The nth term of the arithmetic progression is given by \(a_n = \frac{1}{2}(3n - 15)\).

For the first term \(n = 1\), \(a_1 = \frac{1}{2}(3 \times 1 - 15) = -6\).

For the second term \(n = 2\), \(a_2 = \frac{1}{2}(3 \times 2 - 15) = -4.5\).

The first term \(a = -6\) and the common difference \(d = -4.5 - (-6) = 1.5\).

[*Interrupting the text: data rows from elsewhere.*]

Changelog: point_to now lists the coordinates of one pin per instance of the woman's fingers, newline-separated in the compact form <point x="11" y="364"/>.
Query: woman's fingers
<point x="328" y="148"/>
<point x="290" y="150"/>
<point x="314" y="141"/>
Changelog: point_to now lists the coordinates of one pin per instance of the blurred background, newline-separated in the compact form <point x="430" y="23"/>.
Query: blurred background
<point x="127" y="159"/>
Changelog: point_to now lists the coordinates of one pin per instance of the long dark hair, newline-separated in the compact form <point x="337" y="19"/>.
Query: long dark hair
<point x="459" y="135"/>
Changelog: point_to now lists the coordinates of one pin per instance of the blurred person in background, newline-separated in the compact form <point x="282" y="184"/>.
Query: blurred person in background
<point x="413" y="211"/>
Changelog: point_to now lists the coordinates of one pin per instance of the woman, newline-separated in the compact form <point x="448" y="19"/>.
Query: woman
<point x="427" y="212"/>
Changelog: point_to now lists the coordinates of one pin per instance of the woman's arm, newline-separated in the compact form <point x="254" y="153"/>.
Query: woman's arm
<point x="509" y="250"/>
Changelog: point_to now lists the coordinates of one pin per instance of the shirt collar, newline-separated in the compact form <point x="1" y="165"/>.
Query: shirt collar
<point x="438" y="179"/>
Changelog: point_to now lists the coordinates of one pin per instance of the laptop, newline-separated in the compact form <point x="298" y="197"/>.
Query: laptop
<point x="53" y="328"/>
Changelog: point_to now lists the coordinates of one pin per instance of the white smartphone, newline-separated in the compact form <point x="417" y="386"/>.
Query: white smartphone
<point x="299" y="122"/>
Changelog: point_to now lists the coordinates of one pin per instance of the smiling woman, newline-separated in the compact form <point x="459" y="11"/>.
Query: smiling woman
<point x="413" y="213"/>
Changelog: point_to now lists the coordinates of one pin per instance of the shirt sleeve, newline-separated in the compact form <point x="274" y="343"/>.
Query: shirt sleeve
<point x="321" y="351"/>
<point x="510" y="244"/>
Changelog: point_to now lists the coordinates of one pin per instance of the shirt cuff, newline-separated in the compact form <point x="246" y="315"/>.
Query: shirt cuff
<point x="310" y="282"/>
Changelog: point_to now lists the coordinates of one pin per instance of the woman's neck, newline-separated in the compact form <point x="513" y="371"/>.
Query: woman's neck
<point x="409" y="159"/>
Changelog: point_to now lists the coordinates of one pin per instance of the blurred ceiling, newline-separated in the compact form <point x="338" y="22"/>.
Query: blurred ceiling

The sum of the first n terms \(S_n\) of an arithmetic progression is given by:

\(S_n = \frac{n}{2} (2a + (n-1)d)\)

Substitute \(S_n = 84\), \(a = -6\), and \(d = 1.5\):

\(84 = \frac{n}{2} (2(-6) + (n-1)1.5)\)

\(84 = \frac{n}{2} (-12 + 1.5n - 1.5)\)

\(84 = \frac{n}{2} (1.5n - 13.5)\)

\(168 = n(1.5n - 13.5)\)

\(168 = 1.5n^2 - 13.5n\)

\(1.5n^2 - 13.5n - 168 = 0\)

Divide the entire equation by 1.5:

\(n^2 - 9n - 112 = 0\)

Using the quadratic formula \(n = \frac{-b \pm \sqrt{b^2 - 4ac}}{2a}\), where \(a = 1\), \(b = -9\), \(c = -112\):

\(n = \frac{-(-9) \pm \sqrt{(-9)^2 - 4 \times 1 \times (-112)}}{2 \times 1}\)

\(n = \frac{9 \pm \sqrt{81 + 448}}{2}\)

\(n = \frac{9 \pm \sqrt{529}}{2}\)

\(n = \frac{9 \pm 23}{2}\)

\(n = 16\) or \(n = -7\)

Since n must be positive, \(n = 16\).